Canonical automata for generalised regular expressions

Canonical minimal automata for generalised regular expressions

Given a generalised regular expression (GRE) R, this program computes the
canonical minimal (incomplete) deterministic finite automaton (DFA) which
recognises the language described by R and hence solves the
equivalence problem for GREs.

The uniqueness up to isomorphism of the minimal DFA for every
regular language is given by the Myhill–Nerode theorem. The
states of the canonical minimal DFA are usually expressed as equivalence
classes of strings under the Nerode congruence; here they are given
as natural numbers in [0, ..., m-1], indexed in order of the
earliest string in shortlex order to reach each state.

It follows from (Stockmeyer, 1974) that this program runs in non-ELEMENTARY
time in the worst case; i.e. there is no k such that this program
runs in O(2^2^2^...^n) time for a power tower of height k. More
specifically, the height of the power tower is given by the number of
nested complements permitted within the expression.

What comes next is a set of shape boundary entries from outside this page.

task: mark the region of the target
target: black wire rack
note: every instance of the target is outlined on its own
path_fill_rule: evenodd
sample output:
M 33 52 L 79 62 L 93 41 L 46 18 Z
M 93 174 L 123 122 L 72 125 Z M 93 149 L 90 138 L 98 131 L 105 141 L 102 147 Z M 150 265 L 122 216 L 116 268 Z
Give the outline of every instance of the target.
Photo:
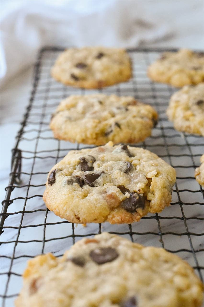
M 46 208 L 42 197 L 51 168 L 69 150 L 85 147 L 54 139 L 49 128 L 51 115 L 60 100 L 70 94 L 98 91 L 66 86 L 51 78 L 51 67 L 63 50 L 47 47 L 39 52 L 30 101 L 12 150 L 11 171 L 0 216 L 2 307 L 13 305 L 22 286 L 21 275 L 27 260 L 49 252 L 61 256 L 82 237 L 104 231 L 145 245 L 161 246 L 186 259 L 202 280 L 204 193 L 195 180 L 194 172 L 204 152 L 204 139 L 174 129 L 165 112 L 176 89 L 153 82 L 146 74 L 150 63 L 161 52 L 168 50 L 128 50 L 132 78 L 99 90 L 107 94 L 133 95 L 156 109 L 159 120 L 152 136 L 136 146 L 153 152 L 176 169 L 177 181 L 172 205 L 159 214 L 149 214 L 132 224 L 93 223 L 86 227 L 69 223 Z

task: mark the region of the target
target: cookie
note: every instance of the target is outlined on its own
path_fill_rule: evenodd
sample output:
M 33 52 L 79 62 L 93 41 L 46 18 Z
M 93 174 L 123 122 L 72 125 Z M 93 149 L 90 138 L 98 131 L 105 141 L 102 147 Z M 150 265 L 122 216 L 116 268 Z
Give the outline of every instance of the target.
M 200 158 L 200 166 L 195 169 L 195 177 L 199 184 L 204 186 L 204 154 Z
M 98 88 L 128 80 L 131 70 L 130 58 L 124 49 L 86 47 L 70 48 L 63 52 L 51 74 L 64 84 Z
M 165 52 L 149 67 L 147 74 L 154 81 L 178 87 L 198 84 L 204 81 L 204 52 Z
M 131 96 L 73 95 L 61 102 L 50 126 L 55 138 L 73 142 L 135 143 L 151 135 L 157 117 Z
M 175 129 L 204 136 L 204 83 L 186 85 L 175 93 L 166 113 Z
M 126 145 L 70 151 L 52 168 L 43 200 L 74 223 L 130 223 L 170 204 L 175 170 L 149 150 Z
M 199 307 L 203 285 L 163 248 L 104 232 L 28 262 L 16 307 Z

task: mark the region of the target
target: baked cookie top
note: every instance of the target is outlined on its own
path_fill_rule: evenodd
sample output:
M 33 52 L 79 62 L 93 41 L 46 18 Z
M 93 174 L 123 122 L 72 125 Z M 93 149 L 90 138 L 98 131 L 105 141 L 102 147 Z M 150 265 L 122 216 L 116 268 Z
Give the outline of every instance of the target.
M 204 154 L 201 157 L 200 161 L 200 166 L 195 169 L 195 177 L 201 185 L 204 186 Z
M 204 136 L 204 83 L 187 85 L 174 94 L 167 114 L 177 130 Z
M 70 48 L 59 56 L 52 76 L 64 84 L 98 88 L 131 77 L 130 60 L 124 49 L 105 47 Z
M 200 307 L 203 285 L 163 248 L 104 232 L 28 262 L 16 307 Z
M 154 81 L 179 87 L 198 84 L 204 81 L 204 52 L 165 52 L 149 67 L 147 74 Z
M 72 223 L 120 224 L 169 206 L 174 169 L 149 150 L 113 145 L 72 150 L 55 165 L 43 195 L 47 208 Z
M 137 143 L 151 134 L 157 114 L 131 96 L 73 95 L 62 100 L 50 127 L 55 138 L 86 144 Z

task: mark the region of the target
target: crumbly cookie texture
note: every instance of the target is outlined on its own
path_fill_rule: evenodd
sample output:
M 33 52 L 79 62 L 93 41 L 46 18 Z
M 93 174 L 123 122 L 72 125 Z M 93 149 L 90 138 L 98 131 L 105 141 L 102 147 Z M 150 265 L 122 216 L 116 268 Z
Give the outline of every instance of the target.
M 98 88 L 131 77 L 130 60 L 124 49 L 104 47 L 71 48 L 61 53 L 51 71 L 64 84 Z
M 198 84 L 204 81 L 204 52 L 165 52 L 149 67 L 147 74 L 154 81 L 178 87 Z
M 130 223 L 169 206 L 175 170 L 149 150 L 111 142 L 70 151 L 52 168 L 43 195 L 74 223 Z
M 177 130 L 204 136 L 204 83 L 186 85 L 174 94 L 167 114 Z
M 86 144 L 135 143 L 151 135 L 157 115 L 131 96 L 73 95 L 61 102 L 50 127 L 57 138 Z
M 16 307 L 200 307 L 203 285 L 163 248 L 104 232 L 28 262 Z
M 201 185 L 204 186 L 204 154 L 200 158 L 201 164 L 195 171 L 195 177 L 196 180 Z

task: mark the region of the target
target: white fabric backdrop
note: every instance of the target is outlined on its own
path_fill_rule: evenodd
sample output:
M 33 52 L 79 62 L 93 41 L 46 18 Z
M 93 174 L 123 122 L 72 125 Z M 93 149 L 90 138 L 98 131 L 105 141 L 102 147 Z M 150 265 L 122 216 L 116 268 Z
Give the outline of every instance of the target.
M 10 2 L 0 19 L 1 83 L 30 64 L 43 46 L 132 47 L 170 33 L 146 11 L 135 0 Z

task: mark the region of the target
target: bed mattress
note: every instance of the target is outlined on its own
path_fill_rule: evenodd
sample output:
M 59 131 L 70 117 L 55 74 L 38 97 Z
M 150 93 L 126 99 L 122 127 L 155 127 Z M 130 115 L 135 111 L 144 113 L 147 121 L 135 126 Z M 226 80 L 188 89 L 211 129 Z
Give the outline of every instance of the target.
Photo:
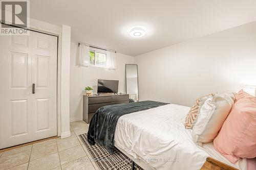
M 183 123 L 189 108 L 168 104 L 121 116 L 115 144 L 155 169 L 199 169 L 207 157 L 246 170 L 246 159 L 232 164 L 216 151 L 212 143 L 196 144 L 191 130 Z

┏━━━━━━━━━━━━━━━━━━━━━━━━━━━━━━━━━━━━━━━━━━━━━━━━━━━━━━━━━━━━┓
┃ GREs are given in postfix notation. Whitespace is ignored. ┃
┠─────────────────────────────┬──────────────────────────────┨
┃ $    nothing                │ R+   one or more             ┃
┃ %    anything               │ R!   complement              ┃
┃ ~    the empty string       │ RS,  concatenation           ┃
┃ .    any single character   │ RS|  union                   ┃
┃ a    the letter ‘a’         │ RS&  intersection            ┃
┃ R*   zero or more           │ RS\  difference              ┃
┃ R?   zero or one            │ RS^  symmetric difference    ┃
┗━━━━━━━━━━━━━━━━━━━━━━━━━━━━━┷━━━━━━━━━━━━━━━━━━━━━━━━━━━━━━┛


  
    
    
    
  
  
    
  
  
    
  
  
    
  
  
    
  
  
    
  







How it works

• Sub-expressions are successively computed via DFA operations and
  minimised. At the end, canonicalisation is performed.
• For the base cases $, %, ~, . and a-to-z, DFAs are given
  directly.
• For !, &, |, \ and ^, the product construction on DFAs is used.
  Only reachable states are constructed, and the argument DFAs are
  completed only when necessary (!, both arguments of | and ^, and the
  second argument of \).
• For *, + and concat, epsilon-transitions are added and the powerset
  construction is used on the resulting NFA. Again only reachable
  states are constructed. (? is simple enough that it is just
  constructed directly.)
• Minimisation is performed as follows:
  1. Unreachable states are removed.
  2. Dead states (states that cannot reach a final state) are removed,
     except for the start state. These can be found by graph-searching
     backwards from each final state.
  3. States in the same Nerode congruence class are merged using
     Hopcroft’s algorithm.
• Canonicalisation is achieved by performing a breadth-first search in alphabetic
  order, which naturally visits each state in order of the earliest
  string in shortlex order that reaches it. In particular there is
  no need to solve the graph isomorphism problem.